2

I have a proxy server which I connect to like so

ssh -L 2001:localhost:8888 -N myserver.com -p 443  

I then open up Firefox

firefox -p "SSHProxy"

(It starts Firefox configured to use port 2001). I browse a bit, then close Firefox and then stop the tunnel.

What I would like to do is automate it: open the tunnel, then open Firefox. When I close Firefox, I'd like to close the tunnel too.

Is this possible in a simple script?

I have tried

ssh -L 2001:localhost:8888 -N myserver.com -p 443 && firefox -p "SSHProxy"

but only the SSH bit executes, Firefox does not open. If I reverse the order, then SSH only opens after I close Firefox.

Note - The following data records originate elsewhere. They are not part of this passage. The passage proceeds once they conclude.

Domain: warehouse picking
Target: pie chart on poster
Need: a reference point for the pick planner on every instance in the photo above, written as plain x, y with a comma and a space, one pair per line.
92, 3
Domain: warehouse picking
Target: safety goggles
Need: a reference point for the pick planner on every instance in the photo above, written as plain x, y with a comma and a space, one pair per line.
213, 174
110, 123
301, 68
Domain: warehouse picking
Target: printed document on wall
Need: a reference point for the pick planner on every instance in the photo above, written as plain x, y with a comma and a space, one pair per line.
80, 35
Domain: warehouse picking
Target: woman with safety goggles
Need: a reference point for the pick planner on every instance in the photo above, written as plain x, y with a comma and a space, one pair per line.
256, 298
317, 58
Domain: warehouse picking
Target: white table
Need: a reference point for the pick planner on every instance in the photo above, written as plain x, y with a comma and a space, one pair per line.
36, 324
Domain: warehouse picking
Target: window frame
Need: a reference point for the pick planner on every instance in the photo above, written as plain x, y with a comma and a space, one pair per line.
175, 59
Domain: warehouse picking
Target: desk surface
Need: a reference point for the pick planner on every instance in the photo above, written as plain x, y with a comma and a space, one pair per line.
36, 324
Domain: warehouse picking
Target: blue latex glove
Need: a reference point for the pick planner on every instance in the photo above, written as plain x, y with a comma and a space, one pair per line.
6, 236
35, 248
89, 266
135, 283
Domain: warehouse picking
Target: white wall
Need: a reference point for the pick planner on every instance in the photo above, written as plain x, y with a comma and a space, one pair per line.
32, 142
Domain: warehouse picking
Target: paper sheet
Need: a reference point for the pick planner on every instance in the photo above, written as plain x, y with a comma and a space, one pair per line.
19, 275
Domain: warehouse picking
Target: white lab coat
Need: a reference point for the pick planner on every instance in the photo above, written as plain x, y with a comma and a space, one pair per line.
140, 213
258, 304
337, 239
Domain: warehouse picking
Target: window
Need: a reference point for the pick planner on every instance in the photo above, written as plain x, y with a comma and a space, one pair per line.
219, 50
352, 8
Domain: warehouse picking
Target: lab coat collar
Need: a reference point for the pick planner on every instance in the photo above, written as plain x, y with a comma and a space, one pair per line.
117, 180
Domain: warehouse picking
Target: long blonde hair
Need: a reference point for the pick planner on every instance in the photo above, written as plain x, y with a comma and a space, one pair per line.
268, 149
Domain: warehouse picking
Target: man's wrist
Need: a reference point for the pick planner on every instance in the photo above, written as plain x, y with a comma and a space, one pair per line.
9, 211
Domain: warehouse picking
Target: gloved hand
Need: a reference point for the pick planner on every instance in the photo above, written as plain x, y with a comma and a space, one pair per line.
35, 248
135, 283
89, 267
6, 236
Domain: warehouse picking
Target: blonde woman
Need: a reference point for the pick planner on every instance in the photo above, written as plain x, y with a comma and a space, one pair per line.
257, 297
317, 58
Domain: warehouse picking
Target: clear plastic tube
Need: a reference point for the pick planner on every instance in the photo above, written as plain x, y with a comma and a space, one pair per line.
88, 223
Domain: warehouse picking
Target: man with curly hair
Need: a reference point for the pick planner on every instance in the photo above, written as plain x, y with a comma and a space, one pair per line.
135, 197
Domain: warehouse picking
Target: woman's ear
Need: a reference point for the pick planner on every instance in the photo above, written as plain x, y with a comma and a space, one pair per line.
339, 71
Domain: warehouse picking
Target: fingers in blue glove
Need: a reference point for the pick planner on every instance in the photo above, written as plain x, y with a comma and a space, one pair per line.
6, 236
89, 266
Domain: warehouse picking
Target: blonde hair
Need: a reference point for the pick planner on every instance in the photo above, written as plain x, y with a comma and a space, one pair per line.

With help below I have used this simplified script:

#!/bin/bash -e

#Start SSH
ssh -L 2001:localhost:8888 -Nf myserver.com -p 443 &

#Start Firefox
firefox -p "SSHProxy" &

#Kill the SSH port 2001 when Firefox stops
trap "ps aux | grep ssh | grep 2001 | awk '{print \$2}' | xargs kill" EXIT SIGINT SIGTERM

wait

1 Answer 1

1

What about creating a bash script that uses arrays to store the PID and then trap and kill them:

#!/bin/bash -e

ssh -L 2001:localhost:8888 -N myserver.com -p 443 &
PID[0]=$!
firefox -p "SSHProxy" &
PID[1]=$!
trap "kill ${PID[*]}" INT SIGINT        
wait

If you need to use a password look here for sshpass: https://stackoverflow.com/questions/16937104/provide-password-to-ssh-command-inside-bash-script-without-the-usage-of-public

EDIT:

Run the script in terminal. Browse. When done browsing, go back to terminal and press Ctr-C (INT/SIGINT) the processes should be cleaned up. It seemed to work for me.

3
  • This looks promising - but the SSH connection doesn't die when I close Firefox, just stays open. I guess the trap isn't catching Firefox's exit? I've not heard of trap before but I read a bit and tried adding even more signals trap "kill ${PID[*]}" EXIT QUIT INT STOP TERM ERR SIGINT SIGTERM but it still wasn't caught.
    – Mendhak
    Feb 5, 2014 at 0:22
  • Got it - I needed to detect the PID of the SSH process differently, the PID[0] being reported in the script is wrong. So I did this: trap "ps aux | grep ssh | grep 2001 | awk '{print \$2}' | xargs kill" EXIT SIGINT SIGTERM If you modify your post I can mark yours as answer, thanks!
    – Mendhak
    Feb 5, 2014 at 0:51
  • @Shah I am glad that you got it working. Edited the answer, but it seemed to work for me with some minor adjustments.